Tension gathered and lapped up at the feet of Chris Alleyne, awaiting an 0-2 pitch that would change the fabric of the match either way.

What happened next stood less than traditional.

The pitch spiraled in, and lopped off of Alleyne’s elbow pad. He acknowledged, starting his jog toward first.

The umpires didn’t agree. Calling Alleyne out on strikes, Bob “Turtle” Smith Stadium blew up with frustration as most players stood around in confusion.

After a gathering of officials, they confirmed their call. Penn State left the field of play and Maryland baseball never looked the same. 

“It’s one of those situations where if you’re deemed to have leaned into the pitch, no matter where the pitch is, it’s a strike. He had two strikes on him so that becomes strike three” coach Rob Vaughn said, then pausing and pursing his lips. “I should probably stop there.”

Dumbfounded by a late call, the Terps fell to the Nittany Lions in extras, 6-4.
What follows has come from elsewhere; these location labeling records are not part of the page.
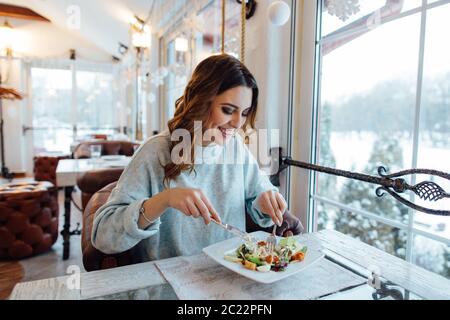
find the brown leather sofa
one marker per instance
(28, 219)
(44, 167)
(94, 259)
(109, 147)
Maryland had a golden opportunity to clinch its first conference series of the season as it battled the Nittany Lions. Early, little stood in its way.

Ryan Ramsey, one of the best pitchers in the Terps’ powerful rotation, starred. The junior utilized his usual punch-out style to the tune of eight strikeouts on the day.

[Late heroics secure Maryland baseball’s win over Penn State, 8-4]

“He deserved to win today,” Vaughn said. “He was great today and unfortunately just didn’t do quite enough for him.”

Blowing through Penn State’s first six batters, Ramsey gave Maryland’s batting lineup plenty of time to breathe.

There was little hesitation. Luke Shliger smashed a line-drive to center in the opening at-bat of the first and Chris Alleyne cracked a roller that gave Shliger enough time to reach home.

Later, the Terps found further success via follies by the Nittany Lions. Spraying pitches out of control, Penn State starter Kellan Tulio got yanked early from the game after walking a pair, hitting one and allowing two more runs to score.

Steven Miller took over for Tulio after a Nick Lorusso RBI-single capitalized on his predecessor’s mistakes. And he fared well. 

While stuck with a high-flying sacrifice fly to right that scored another, Miller blocked Maryland’s lineup from there.

The Nittany Lions finally broke through in the sixth. Cranking the first pitch he saw in the sixth over the left-field fence, Johnny Piacentino’s two-RBI slug transformed a stagnant game for Penn State. 

After a scoreless seventh, the eighth stretched long.

Nittany Lions’ catcher Matt Wood took the initiative with a circle-tying RBI wack, and then another runner went aboard. 

Nerves wracked as Jay Harry graced the plate. But his 1-1 swipe flew-high and came down into leather for the final out.

The Terps had a chance to force a do-or-die frame for Penn State. With two out, Max Costes and Matt Shaw occupied the corners. Earlier, normal Friday starter Travis Luensmann took the mound as the Nittany Lions made a significant effort to close out. 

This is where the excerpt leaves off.